For the Minnesota Duluth Bulldogs, Frozen Four life has not been complicated. They just continue to skate to the championship game year after year. They did it in 2017, 2018 and 2019, and after the canceled 2020 Frozen Four, they could now return to the championship game for a fourth straight time. They lost in 2017 to Denver, but a win in Pittsburgh would give them three straight titles. That is implausibly impressive in this landscape of growing parity with a deep player and coaching pool.

The secret sauce of UMD’s success might reside on the outdoor rinks of nearby Hermantown, Minnesota, population around 10,000. There, the boys and girls can skate to their heart’s and mind’s content — free of coaches’ whistles, cone skating and learning cluttering systems. Current Bulldog Cole Koepke, a Tampa Bay Lightning draft pick, grew up on the magical outdoor playground rinks of Hermantown, one of many Division I talents forged in this tiny Duluth suburb. All Koepke has done in his Bulldogs career is win rings, and he’s going for three-for-three.

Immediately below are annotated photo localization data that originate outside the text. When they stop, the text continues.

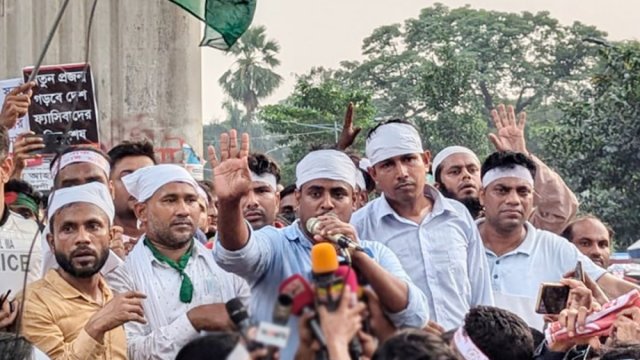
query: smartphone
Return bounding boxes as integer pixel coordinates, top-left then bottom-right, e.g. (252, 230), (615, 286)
(535, 283), (570, 315)
(574, 261), (585, 283)
(36, 132), (67, 154)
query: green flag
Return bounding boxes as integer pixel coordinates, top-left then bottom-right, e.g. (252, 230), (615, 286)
(170, 0), (257, 51)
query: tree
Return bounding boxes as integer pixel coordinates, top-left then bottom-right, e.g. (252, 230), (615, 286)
(260, 68), (376, 184)
(218, 25), (283, 122)
(542, 41), (640, 249)
(334, 3), (606, 153)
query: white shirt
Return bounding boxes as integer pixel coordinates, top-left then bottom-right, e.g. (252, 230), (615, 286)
(483, 220), (606, 328)
(0, 209), (41, 297)
(106, 238), (250, 360)
(351, 185), (494, 330)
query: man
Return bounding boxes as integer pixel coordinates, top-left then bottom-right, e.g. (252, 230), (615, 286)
(373, 329), (458, 360)
(278, 184), (297, 224)
(41, 146), (124, 273)
(0, 126), (41, 324)
(106, 164), (250, 359)
(562, 215), (613, 269)
(213, 130), (429, 359)
(432, 104), (578, 233)
(351, 119), (493, 330)
(107, 140), (157, 247)
(242, 152), (281, 230)
(478, 151), (638, 328)
(197, 180), (217, 239)
(22, 182), (146, 359)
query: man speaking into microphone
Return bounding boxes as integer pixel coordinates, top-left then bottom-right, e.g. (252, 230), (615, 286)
(212, 131), (429, 359)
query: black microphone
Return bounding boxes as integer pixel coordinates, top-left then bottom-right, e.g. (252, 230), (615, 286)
(225, 298), (262, 351)
(306, 217), (365, 252)
(261, 294), (293, 360)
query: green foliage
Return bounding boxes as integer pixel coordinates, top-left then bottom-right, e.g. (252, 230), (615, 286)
(334, 3), (605, 156)
(542, 41), (640, 249)
(259, 68), (376, 184)
(219, 25), (283, 121)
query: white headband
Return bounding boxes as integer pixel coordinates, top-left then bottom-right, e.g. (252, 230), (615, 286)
(51, 150), (111, 180)
(250, 171), (278, 190)
(355, 170), (366, 191)
(453, 327), (489, 360)
(481, 165), (534, 188)
(432, 146), (480, 174)
(122, 164), (199, 203)
(48, 182), (115, 225)
(365, 123), (423, 166)
(359, 158), (371, 172)
(295, 150), (357, 190)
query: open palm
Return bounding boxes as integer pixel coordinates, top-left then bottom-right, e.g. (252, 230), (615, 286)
(489, 104), (528, 154)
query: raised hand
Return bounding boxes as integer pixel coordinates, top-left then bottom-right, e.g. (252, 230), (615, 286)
(336, 102), (361, 150)
(0, 82), (36, 129)
(84, 291), (146, 343)
(488, 104), (528, 154)
(213, 130), (252, 204)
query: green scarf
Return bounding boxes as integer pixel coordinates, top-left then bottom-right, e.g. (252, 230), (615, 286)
(143, 238), (194, 303)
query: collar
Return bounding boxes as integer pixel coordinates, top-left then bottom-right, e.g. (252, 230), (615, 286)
(44, 269), (112, 304)
(143, 237), (207, 266)
(479, 219), (536, 257)
(281, 220), (314, 251)
(372, 184), (458, 224)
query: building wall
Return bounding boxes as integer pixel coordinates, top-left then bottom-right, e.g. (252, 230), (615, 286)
(0, 0), (203, 160)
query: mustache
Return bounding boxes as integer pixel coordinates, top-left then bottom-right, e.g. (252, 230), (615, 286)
(71, 246), (97, 258)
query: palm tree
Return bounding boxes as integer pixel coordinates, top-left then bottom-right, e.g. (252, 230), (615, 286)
(218, 25), (283, 122)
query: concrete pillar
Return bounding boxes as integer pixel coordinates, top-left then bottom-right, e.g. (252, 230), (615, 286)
(0, 0), (203, 160)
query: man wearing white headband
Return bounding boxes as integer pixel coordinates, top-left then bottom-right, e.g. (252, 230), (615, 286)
(243, 152), (282, 230)
(352, 119), (494, 330)
(105, 164), (249, 359)
(479, 152), (639, 328)
(22, 182), (145, 360)
(432, 104), (578, 234)
(40, 146), (125, 276)
(212, 131), (428, 359)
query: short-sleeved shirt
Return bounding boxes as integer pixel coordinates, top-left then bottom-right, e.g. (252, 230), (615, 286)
(483, 220), (606, 328)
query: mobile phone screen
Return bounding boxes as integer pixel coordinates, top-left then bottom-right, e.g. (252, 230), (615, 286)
(536, 284), (570, 314)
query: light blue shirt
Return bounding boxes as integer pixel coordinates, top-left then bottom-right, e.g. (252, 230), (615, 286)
(351, 185), (494, 330)
(484, 220), (606, 300)
(213, 221), (429, 360)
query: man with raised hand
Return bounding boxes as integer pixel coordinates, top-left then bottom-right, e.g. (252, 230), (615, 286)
(106, 164), (249, 359)
(432, 104), (578, 233)
(212, 130), (428, 359)
(351, 119), (493, 330)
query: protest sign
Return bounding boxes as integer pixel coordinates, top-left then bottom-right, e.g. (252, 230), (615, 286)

Minnesota Duluth freshman Luke Mylymok scores in the fifth overtime to send the two-time defending champions to the Frozen Four.

Bulldogs coach Scott Sandelin knows the magic of Hermantown — his son Ryan grew up playing on those rinks, too. And after developing into a Division I talent, Ryan decided he did not want to potentially complicate the father/coach-son dynamic, so he matriculated to Minnesota State in Mankato, setting up a possible father vs. son national championship matchup if Minnesota State and Minnesota Duluth both win Thursday night.

At first glance that might seem like a complicated moment for wife and mom Wendy Sandelin, but anyone who’s been married and has children knows it’s actually an easy choice. Scott told me this week Ryan would be Wendy’s little Lion King Saturday night. No question.

We made it to the Frozen Four. To the great American city of Pittsburgh that helped build this country in the 20th century with its dangerous and hot steel mills filled with rough and tough immigrants and sons of immigrants. Today, the women and men of Pittsburgh help enhance and save lives with the city’s extensive and high-level health, research and engineering networks. It takes brains and brawn to build a great city. This weekend In Pittsburgh, it will take brains and brawn to win the 2021 Frozen Four.

It will be fast, tight-checking, intense, dramatic hockey. Overtime hockey looms like the South Side Slopes. Every inch of ice will be fought over. Every player’s and coach’s personal journey and story, whether it’s from Hermantown, Finland, western Canada, Orlando, Japan, Slovakia or the Jersey shore will play out on the 200-by-85-foot sheet of melting pot ice in downtown Pittsburgh.

It’s enough to make kings and vagabonds believe the very best.